Diese Ambivalenzen mitbedacht gilt es also, bereit unsere heutige, idealisierte Vorstellung von Geschwisterlichkeit zu erweitern: Um ein markiges «trotz alledem!». Auch wenn wir wissen, dass geschwisterliche Erfahrungen schmerzhaft sein können, sind die darunterliegenden Fundamente so wichtig und vielleicht tragfähig, dass wir mit einem «trotz alledem» auf den Lippen geschwisterlich aufeinander zugehen können sollten. Aus unserem Kulturrucksack heraus unterstützt uns dabei vielleicht auch das Wissen, dass unsere heutige Vorstellung einer blutsverwandten Geschwisterlichkeit eine idealisierte Idee der jüngsten Zeit ist; häufige Kindsbettttode, Wiederverheiratungen usw. liessen in der ganzen Menschheitsgeschichte komplizierte Patchworkfamilien mit Halbgeschwistern entstehen, gegen die unsere «sortenreinen» Kleinfamilienideale, wirkmächtig vom 19. Jahrhundert bis in die Gegenwart, die absolute Ausnahme bilden.
Halten wir also zunächst fest: «Geschwisterlichkeit – trotz alledem!» als ethischer Aufruf hält uns heute dazu an, nicht zuletzt aus Eigeninteresse mit unseren Geschwistern und schliesslich allen Menschen als unseren Nächsten wertschätzend umzugehen. Dies auch dann, wenn es uns aus niederen Instinkten (Neid, Missgunst, …) schwerfällt. Denn wir wissen ja selbst: Den anderen fällt dies genauso schwer wie uns. Wesentlich werden wir dabei unterstützt von unserem kulturellen Rucksack, der uns bestimmte «geschwisterliche» Verhaltensweisen nahelegt und uns dabei hilft, mit Ambivalenzen umzugehen und die richtige Haltung einzunehmen.

Damit öffnet sich der Blick auf den zweiten Teil dieses Beitrags.

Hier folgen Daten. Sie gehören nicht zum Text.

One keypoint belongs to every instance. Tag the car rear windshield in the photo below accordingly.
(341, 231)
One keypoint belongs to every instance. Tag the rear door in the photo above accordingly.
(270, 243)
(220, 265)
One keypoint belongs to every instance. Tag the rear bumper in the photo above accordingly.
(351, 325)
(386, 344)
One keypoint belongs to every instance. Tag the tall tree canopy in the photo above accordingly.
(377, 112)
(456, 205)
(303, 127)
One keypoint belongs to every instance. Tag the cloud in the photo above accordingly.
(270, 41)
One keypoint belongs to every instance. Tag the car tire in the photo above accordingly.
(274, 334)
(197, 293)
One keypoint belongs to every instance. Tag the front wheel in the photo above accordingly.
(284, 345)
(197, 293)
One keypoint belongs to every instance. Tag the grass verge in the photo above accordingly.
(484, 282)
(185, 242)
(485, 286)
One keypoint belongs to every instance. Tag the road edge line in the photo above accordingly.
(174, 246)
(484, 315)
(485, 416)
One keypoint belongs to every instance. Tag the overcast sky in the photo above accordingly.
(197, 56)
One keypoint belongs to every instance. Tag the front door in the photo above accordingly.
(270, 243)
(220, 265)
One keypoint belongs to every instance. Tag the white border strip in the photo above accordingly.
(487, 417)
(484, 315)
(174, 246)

Denn diese Grundingredienzien für gelebte Geschwisterlichkeit – die Erfahrung von Geschwistern oder wenigstens nahestehenden Altersgenossen – und der damit verbundene kulturelle Rucksack werden sich in den nächsten Jahrzehnten wegen des demographischen Wandels weitgehend auflösen. Wenn wir von diesem Wandel in den Medien hören, bezieht sich die Berichterstattung meistens auf die «Baby Boomer» und den «Fachkräftemangel», auf «AHV-Lücken» oder gar den «aufgekündigten Gesellschaftsvertrag». Nur selten aber wird problematisiert, welche krassen Folgen das weitgehende Ausbleiben ganzer Generationenfolgen für unsere Weltwahrnehmung haben werden – und was sich daraus für ethische Probleme ergeben.
Die demographische Entwicklung wird unweigerlich das ethische Lernen prägen
Fehlende Generationenfolgen? Seit dem Ende des 2. Weltkriegs weist die Kurve der Erdbevölkerung steil nach oben, stellen exponentielles Wachstum und der irrsinnige Ressourcenverbrauch doch ein Grundproblem unserer Zeit dar, mit Auswirkungen von immer heftigeren Klimakatastrophen bis hin zur Zerstörung natürlicher Lebensräume! Wäre da nicht eine schrumpfende Weltbevölkerung etwas ausnehmend Positives? – Das stimmt natürlich, lässt aber ausser Acht, wie radikal sich unsere Lebenswelt durch die unbarmherzigen Folgen der Demographie verändern wird: Die Erfahrung zunächst mit Geschwistern und später gemeinsam mit anderen Altersgenossen aufzuwachsen und gemeinsam eigene Interessen zu realisieren, für wichtige Projekte einzustehen und für diese Verantwortung zu übernehmen, wird immer schwieriger. Ethisches Verhalten gegenüber dem Nächsten muss gelernt werden – etwas, das zukünftig immer schwieriger werden wird.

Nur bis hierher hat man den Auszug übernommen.